Developing Secure Applications for the Cloud
By Scott Fitzpatrick
When it comes to utilizing a cloud platform for your application, security is of the utmost importance. Security starts with developers who should tailor their application security practices and strategies to the type of environment their application will be deployed in. Secure development practices can mean the difference between resting easily each night knowing your application protects the consumer data with which you’ve been entrusted, or dealing with the constant threat of a data breach that would keep any good developer on edge.
This article highlights best practices for secure development of applications that will be deployed in a public cloud such as Alibaba Cloud (where you can take advantage of a $300 credit if you’d like to get started with deploying applications to the cloud).
The Art of Protecting Consumer Data
One of the greatest responsibilities a developer has when dealing with sensitive consumer data is protecting that data from unauthorized modifications or outright theft. Security concerns are heightened when the application is both deployed to and run on a cloud platform. The act of securing this data includes both protecting data at rest, where it resides in a database, and as the data is transmitted from one server to another. A valuable and necessary protection strategy is encryption.
Encrypting data for an application that is deployed to a cloud platform provides new challenges for the development team, as the situation differs greatly from data encryption scenarios they may be accustomed to. When an application does not utilize a public cloud environment (i.e., when it runs on-premises or in a private cloud), the data being encrypted is stored on a server to which the DevOps organization typically has full access and control. This is not the scenario that plays out when an application uses a cloud platform. Therefore, it is important for the development team to take some precautions to assure that the sensitive data employed by the application is adequately protected.

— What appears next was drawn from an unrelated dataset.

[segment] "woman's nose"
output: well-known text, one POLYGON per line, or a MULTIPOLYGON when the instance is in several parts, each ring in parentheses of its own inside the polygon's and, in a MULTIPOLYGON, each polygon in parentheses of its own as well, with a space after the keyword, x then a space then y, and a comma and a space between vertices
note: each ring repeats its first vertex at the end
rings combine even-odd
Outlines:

One potential solution (that is often considered a best practice) is to ensure that data is protected through the use of client-side encryption when using a cloud platform. Client-side encryption is an extremely effective tactic for ensuring that data is protected as it is transmitted. This encryption practice is a form of asymmetric data encryption, where the data being sent to the remote server is encrypted prior to it being transmitted. The basic tenants of the strategy are as follows:
● Each time data is uploaded, a public key is used to encrypt the data prior to the data being transmitted to the remote server.
● The encrypted data is then stored on the cloud platform with no reference to the plain-text data.
● When downloading an object, the encrypted data is downloaded, and a private key is utilized to decrypt the encrypted object so that the plain-text data can again be viewed in its original form.
As you can see, this secure development practice provides several benefits. First, the cloud platform maintains no reference to the plain-text data. Thus, the development team can rest assured that the platform’s servers (over which they maintain no real control) are not a concern in terms of security from a data loss standpoint as the data rests on the remote server. The other main benefit is the protection of data in transit. At no point is plain-text data being transmitted to the cloud platform, eliminating the concern over data leakage.
Proper Use of APIs
Ensuring that you are properly using the APIs provided by your cloud platform can also serve to assist in developing secure applications. This may sound like an obvious practice, but it deserves a mention. Improper use of an API, in some of the worst cases, can result in unauthorized access to data or unauthorized access to application functionality that can put data integrity at risk. It is therefore imperative that the developers applying the API write code with a mindset that puts security first, while providing the API methods with all the necessary information to determine if the user should have access to perform that functionality — and if so, also ensure that the proper action is being taken as per the API documentation.
Alibaba Cloud’s Security Products
As an example of the types of services available for securing cloud applications, consider the solutions offered by Alibaba Cloud:
● Server Guard: A monitoring service that automatically detects intrusions in applications running on Alibaba Cloud.
● Anti-DDoS: A service for protecting against Distributed-Denial-of-Service (DDoS) attacks, which can make cloud-based applications inaccessible for users.
● Web Application Firewall (WAF): A firewall that cloud admins can use to protect applications and services running in Alibaba Cloud, and automatically disarm attacks based on machine learning.
These services provide the protections that organizations need to mitigate security threats against applications deployed in the cloud.
While developing for a cloud platform can provide certain challenges that are not always present when developing outside the cloud, a few simple practices can go a long way toward securing your application.
In today’s climate, where the importance of data security is at an all-time high, simply utilizing an encryption strategy such as client-side encryption can make all the difference in ensuring that a data breach doesn’t occur on your watch. Combine this with careful development to establish proper usage of the API provided by the cloud platform you are using, and you are well on your way to secure development in the cloud.